Millions of people who lost their jobs during the pandemic have remained out of work for several months, and these prolonged unemployment spells have disproportionately impacted jobless Asian Americans, a new analysis shows.
As of February, 41.5% of unemployed workers had been out of work for more than six months, according to a report by the Pew Research Center. The number of Americans experiencing long-term unemployment, or joblessness lasting at least 27 weeks, totaled about 4.1 million that month. That translates to 2.6% of the overall workforce.
The report came one year after COVID-19 was declared a pandemic and prompted devastating economic shutdowns across the country. During the Great Recession, long-term joblessness took almost two years to climb to this level.
Help is on the way for many jobless Americans: President Joe Biden signed the $1.9 trillion pandemic relief bill into law Thursday, authorizing an extra $300 in weekly federal unemployment benefits through Sept. 6 and $1,400 direct payments, among other provisions.
Asian Americans saw the steepest increase in long-term unemployment between the fourth quarter of 2019 and Q4 of 2020, climbing 25 percentage points, according to Pew’s analysis of U.S. government data. Some 46% of unemployed Asian Americans had been without a job more than six months during the final stretch of 2020.
The same was true for 38% of unemployed Black workers, 35% of unemployed white workers and 34% of unemployed Hispanic workers.

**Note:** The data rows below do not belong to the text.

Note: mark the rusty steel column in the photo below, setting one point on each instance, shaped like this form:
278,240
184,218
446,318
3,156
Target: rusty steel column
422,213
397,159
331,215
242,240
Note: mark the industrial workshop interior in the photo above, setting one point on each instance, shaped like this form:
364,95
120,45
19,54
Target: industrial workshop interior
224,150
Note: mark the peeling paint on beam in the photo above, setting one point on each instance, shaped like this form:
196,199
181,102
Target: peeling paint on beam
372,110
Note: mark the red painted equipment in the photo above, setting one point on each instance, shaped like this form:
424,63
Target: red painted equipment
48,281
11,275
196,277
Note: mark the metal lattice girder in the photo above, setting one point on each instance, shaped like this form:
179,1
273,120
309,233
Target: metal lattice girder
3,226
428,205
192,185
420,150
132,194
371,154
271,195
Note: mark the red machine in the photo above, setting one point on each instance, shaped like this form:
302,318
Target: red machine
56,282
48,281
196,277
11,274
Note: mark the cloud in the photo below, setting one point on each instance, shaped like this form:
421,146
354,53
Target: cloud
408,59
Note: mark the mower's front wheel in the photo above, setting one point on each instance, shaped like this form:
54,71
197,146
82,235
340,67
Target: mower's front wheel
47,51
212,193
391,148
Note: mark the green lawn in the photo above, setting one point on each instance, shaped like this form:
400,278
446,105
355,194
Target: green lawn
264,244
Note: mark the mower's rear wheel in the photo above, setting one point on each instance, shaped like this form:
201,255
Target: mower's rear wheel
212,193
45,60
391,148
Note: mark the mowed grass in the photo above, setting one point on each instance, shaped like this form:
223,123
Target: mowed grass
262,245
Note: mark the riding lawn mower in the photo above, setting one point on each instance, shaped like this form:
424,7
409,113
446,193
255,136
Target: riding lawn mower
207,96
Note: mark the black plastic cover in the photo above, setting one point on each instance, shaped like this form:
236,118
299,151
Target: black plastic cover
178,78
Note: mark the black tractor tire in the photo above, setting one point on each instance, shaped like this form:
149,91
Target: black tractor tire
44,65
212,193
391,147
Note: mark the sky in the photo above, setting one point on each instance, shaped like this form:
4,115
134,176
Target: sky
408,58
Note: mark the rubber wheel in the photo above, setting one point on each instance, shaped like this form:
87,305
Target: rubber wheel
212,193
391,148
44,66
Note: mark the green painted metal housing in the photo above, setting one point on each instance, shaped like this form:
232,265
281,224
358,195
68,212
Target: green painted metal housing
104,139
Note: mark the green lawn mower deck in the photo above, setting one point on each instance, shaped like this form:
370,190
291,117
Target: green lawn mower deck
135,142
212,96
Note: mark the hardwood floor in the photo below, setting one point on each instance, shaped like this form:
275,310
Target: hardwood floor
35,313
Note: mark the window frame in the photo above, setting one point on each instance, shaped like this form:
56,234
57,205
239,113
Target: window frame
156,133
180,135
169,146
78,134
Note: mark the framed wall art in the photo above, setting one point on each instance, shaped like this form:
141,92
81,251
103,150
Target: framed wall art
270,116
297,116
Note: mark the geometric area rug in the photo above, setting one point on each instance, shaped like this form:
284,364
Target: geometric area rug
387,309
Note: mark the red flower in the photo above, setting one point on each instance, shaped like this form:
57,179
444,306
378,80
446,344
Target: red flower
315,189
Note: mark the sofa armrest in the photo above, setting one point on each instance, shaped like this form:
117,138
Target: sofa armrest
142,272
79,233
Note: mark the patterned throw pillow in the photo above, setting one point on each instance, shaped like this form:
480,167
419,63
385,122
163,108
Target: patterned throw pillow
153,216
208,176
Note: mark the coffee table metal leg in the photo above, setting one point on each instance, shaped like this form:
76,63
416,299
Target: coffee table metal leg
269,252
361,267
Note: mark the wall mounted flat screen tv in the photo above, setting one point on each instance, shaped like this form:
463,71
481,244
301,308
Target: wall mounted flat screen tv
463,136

Among those groups, long-term unemployment rose between 13 and 16 percentage points year over year; across all workers, it increased by 15 points.
It’s “not entirely clear” what’s fueling Asian Americans’ comparatively higher long-term jobless rate, the report said, but suggested it could be due in part to Asian populations disproportionately residing in states hardest hit by pandemic-induced economic shutdowns.
“Nearly a third of Asian Americans (31%) lived in California in 2019, a state that had some of the longest shutdowns and most severe outbreaks in 2020,” the report said. “New York is the state with the second largest share of the Asian population (9%) and suffered the third most employment losses since the start of the pandemic.”
Asian Americans’ unemployment rate rose more than 450% between February and June 2020, outstripping other groups’ rates of increase, found a McKinsey & Co. analysis published in August. The Asian unemployment rate has recovered substantially since peaking last spring, as with other racial and ethnic groups.
The early Asian-American unemployment surge was driven at least in part by Asians’ concentration in jobs heavily impacted by the pandemic, previous research has suggested: Nearly a quarter of employed Asian Americans work in hospitality and leisure, retail, or “other services” industries like personal care, according to a UCLA report published in July. About a quarter of businesses in food and accommodation services are also Asian-owned, McKinsey’s report said.
And because of factors like language barriers and immigration-status concerns, many Asian Americans may lack access to or knowledge about resources such as unemployment insurance and pandemic relief provisions, Qin Gao, a Columbia University professor of social work, previously told MarketWatch.
Many Asian-run businesses have also suffered during the pandemic, against a backdrop of heightened discrimination, harassment and assaults against Asian Americans.
Disparities in long-term unemployment also cut across other demographics, according to the Pew report: For example, while unemployed workers overall and white workers didn’t see much of a gender gap, unemployed men and women of color seemed to experience long-term unemployment at different rates.
Jobless Asian men were more likely than women to be unemployed for longer periods, and the same pattern held true for unemployed Black men and women. Jobless Hispanic women, meanwhile, experienced long-term unemployment at higher rates than men.
And though bachelor’s degree holders and older workers tend to be unemployed at lower rates, unemployed college graduates and older workers were more likely to have been out of work for over six months.
“This pattern could partially reflect difficulties highly trained or experienced workers have finding new jobs or switching career paths once they fall into unemployment,” the report said.